Written by Ellen Ryan

Individually, we are one drop.
Together, we are an ocean.
~ R. Satoro

Let’s begin the New Year by reflecting on the healing power of social connections.

It is easy to be paralyzed by the challenges facing Canada and the world at the beginning of 2022. I have been inspired by two writers to focus on our innate skill in creating life-giving social relationships and supporting healthy aging through community.


Dr. Vivek Murthy, the former US surgeon general (chief public health physician), writes about the Loneliness pandemic affecting young and old across North America. Loneliness maims and it kills. Murthy outlines societal strategies to promote community but focuses on how we as individuals can promote our own health as well as heal our social world.

Four Strategies to build healing connections:      

  1. Spend time each day with those you love. Connect in person where possible, but also by phone and online.
  2. Focus on each other. Practice wholehearted, full-attention listening.
  3. Embrace solitude. Build your reserves through meditation, prayer, outdoor walks, music, journaling and art.
  4. Help and be helped. Service, a form of human connection, maintains a sense of purpose and belonging.  In aging, we learn to be helped and see it as a way of weaving community.


Celebrated author Mark Nepo argues that we humans can rebuild a sense of community in North America by realizing we are More Together Than Alone. 

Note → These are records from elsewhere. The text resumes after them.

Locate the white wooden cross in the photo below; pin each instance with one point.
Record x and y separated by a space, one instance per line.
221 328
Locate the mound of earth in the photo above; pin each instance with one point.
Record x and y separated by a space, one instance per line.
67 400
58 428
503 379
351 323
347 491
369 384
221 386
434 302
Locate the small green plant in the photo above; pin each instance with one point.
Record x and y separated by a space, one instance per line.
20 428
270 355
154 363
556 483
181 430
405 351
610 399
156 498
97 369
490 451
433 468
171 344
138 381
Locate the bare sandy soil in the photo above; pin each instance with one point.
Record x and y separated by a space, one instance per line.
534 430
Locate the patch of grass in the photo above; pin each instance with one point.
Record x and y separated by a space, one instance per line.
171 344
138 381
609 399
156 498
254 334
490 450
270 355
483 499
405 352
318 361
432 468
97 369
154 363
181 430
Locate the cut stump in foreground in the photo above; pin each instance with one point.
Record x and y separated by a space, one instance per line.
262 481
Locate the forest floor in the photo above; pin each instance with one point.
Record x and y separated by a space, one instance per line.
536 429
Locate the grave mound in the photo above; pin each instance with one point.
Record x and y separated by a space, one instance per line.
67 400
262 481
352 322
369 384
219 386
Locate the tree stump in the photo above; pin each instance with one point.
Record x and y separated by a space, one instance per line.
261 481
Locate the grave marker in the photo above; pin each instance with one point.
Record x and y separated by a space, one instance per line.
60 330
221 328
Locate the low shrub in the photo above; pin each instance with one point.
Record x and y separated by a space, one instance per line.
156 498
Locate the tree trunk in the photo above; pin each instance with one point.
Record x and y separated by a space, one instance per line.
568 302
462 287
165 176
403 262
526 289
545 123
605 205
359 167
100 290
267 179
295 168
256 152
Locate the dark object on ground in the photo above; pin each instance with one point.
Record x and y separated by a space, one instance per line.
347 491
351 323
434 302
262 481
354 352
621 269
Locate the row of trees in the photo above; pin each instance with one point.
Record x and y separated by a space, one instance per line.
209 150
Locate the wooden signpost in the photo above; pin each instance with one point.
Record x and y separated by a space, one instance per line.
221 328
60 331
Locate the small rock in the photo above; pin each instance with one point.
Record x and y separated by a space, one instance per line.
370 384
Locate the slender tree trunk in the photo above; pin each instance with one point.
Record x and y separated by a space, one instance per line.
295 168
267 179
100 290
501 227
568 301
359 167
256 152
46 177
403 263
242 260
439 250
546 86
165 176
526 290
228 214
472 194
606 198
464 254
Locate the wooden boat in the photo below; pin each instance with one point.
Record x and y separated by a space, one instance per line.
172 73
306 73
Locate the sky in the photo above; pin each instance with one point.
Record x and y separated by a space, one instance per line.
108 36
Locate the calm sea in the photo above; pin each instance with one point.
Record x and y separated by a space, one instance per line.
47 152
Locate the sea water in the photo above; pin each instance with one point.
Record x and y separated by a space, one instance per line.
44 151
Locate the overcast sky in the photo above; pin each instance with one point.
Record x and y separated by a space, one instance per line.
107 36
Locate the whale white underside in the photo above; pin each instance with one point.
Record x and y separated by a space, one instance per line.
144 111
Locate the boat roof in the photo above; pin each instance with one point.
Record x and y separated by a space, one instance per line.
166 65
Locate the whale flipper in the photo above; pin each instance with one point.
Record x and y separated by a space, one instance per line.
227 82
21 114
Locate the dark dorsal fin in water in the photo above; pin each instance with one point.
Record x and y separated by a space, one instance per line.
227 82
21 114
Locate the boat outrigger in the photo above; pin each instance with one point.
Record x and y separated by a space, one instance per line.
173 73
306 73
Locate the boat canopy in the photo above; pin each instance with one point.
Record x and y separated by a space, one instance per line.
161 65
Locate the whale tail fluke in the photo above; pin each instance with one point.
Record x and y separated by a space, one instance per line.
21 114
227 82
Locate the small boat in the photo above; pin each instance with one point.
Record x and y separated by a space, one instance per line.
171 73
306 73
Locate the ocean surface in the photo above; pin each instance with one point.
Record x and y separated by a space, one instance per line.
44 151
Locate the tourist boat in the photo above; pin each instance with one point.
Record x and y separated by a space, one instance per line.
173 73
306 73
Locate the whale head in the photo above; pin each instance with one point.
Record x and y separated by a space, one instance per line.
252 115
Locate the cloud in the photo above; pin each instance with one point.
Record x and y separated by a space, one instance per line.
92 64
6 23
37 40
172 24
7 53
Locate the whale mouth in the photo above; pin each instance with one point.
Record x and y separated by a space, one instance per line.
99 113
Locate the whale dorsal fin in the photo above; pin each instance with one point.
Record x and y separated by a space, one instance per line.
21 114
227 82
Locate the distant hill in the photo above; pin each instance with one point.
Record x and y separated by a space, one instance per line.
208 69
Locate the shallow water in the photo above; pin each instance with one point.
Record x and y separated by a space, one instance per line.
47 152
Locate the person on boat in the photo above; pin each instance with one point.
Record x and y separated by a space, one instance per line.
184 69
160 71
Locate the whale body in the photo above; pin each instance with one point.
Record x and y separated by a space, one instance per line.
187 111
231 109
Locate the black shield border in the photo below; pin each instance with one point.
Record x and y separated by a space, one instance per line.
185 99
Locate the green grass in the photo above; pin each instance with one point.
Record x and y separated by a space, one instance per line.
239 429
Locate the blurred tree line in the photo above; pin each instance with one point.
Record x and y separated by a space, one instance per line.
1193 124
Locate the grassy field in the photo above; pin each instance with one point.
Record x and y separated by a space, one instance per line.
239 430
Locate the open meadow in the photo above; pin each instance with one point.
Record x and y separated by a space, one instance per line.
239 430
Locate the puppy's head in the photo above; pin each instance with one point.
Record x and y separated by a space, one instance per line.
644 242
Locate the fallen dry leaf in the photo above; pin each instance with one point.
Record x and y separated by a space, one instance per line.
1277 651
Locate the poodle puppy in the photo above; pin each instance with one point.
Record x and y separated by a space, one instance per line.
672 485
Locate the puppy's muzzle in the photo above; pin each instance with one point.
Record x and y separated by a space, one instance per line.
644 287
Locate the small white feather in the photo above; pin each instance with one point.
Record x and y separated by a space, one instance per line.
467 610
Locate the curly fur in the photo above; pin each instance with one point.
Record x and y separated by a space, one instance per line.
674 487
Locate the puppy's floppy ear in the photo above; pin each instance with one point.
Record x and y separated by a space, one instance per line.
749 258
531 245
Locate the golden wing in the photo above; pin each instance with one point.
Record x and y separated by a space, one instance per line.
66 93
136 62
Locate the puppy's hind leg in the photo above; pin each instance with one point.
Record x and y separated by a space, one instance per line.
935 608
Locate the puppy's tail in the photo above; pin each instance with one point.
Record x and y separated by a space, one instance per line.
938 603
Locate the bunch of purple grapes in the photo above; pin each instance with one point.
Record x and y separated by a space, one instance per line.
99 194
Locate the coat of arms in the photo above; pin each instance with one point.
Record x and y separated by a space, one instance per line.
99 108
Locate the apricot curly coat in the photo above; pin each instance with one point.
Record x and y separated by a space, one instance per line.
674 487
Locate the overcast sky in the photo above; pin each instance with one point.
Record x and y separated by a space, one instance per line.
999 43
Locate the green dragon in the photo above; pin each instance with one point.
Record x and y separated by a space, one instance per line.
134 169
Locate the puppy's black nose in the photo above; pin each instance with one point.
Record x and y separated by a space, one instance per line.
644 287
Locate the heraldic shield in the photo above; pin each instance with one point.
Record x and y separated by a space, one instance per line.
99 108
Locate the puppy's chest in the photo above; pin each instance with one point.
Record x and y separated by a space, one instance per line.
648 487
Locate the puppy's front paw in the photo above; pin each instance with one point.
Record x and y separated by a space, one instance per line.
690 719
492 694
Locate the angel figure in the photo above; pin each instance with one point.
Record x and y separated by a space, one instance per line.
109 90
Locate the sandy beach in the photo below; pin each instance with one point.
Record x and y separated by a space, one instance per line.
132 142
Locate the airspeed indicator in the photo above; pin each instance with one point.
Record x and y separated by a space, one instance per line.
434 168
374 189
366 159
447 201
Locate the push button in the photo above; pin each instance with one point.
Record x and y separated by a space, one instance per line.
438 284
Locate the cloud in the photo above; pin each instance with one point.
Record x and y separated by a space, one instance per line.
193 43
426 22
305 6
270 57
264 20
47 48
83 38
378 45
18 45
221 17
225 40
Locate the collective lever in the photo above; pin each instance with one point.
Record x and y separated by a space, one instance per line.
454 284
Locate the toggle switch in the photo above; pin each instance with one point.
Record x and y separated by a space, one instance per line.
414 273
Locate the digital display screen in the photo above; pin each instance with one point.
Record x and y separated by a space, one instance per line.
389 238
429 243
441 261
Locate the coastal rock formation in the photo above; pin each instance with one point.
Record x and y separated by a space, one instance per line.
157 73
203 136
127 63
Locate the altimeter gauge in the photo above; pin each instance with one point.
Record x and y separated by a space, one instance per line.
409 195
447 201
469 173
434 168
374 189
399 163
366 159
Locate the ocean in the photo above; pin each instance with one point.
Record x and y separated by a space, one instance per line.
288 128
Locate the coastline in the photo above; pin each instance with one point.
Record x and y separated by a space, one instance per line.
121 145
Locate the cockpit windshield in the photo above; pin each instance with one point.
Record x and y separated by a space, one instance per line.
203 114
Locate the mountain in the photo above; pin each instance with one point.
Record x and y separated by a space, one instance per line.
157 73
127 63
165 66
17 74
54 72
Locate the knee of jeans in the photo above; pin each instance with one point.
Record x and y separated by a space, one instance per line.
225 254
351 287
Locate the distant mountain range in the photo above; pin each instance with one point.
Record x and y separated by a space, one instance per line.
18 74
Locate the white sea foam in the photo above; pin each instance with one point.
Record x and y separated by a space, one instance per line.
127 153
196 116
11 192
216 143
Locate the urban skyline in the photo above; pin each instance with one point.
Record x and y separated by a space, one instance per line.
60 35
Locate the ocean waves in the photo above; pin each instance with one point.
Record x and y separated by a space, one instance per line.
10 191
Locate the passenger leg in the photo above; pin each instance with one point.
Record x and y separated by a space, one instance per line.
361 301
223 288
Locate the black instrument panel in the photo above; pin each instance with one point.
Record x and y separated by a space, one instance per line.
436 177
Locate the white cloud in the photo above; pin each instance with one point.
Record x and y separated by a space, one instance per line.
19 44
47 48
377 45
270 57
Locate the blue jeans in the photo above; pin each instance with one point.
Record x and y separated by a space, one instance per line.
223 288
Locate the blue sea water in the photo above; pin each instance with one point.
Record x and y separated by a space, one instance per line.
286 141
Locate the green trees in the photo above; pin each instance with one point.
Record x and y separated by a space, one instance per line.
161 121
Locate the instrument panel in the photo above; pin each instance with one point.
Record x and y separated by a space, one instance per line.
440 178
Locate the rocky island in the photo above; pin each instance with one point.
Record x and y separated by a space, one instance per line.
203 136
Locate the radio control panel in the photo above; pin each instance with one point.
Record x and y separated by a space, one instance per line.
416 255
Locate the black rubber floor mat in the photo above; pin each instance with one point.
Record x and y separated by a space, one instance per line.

Connected to a brief video, this book offers practice guidelines to help people tell and listen to stories in small groups as a strategy to weave a tapestry to support the growth of community over individual isolation and otherness.

As Wendell Berry says, “Community exists only when people know each other’s stories.”

So, let’s build hope and resilience among all generations by fostering social connections which contribute to a sense of belonging and community.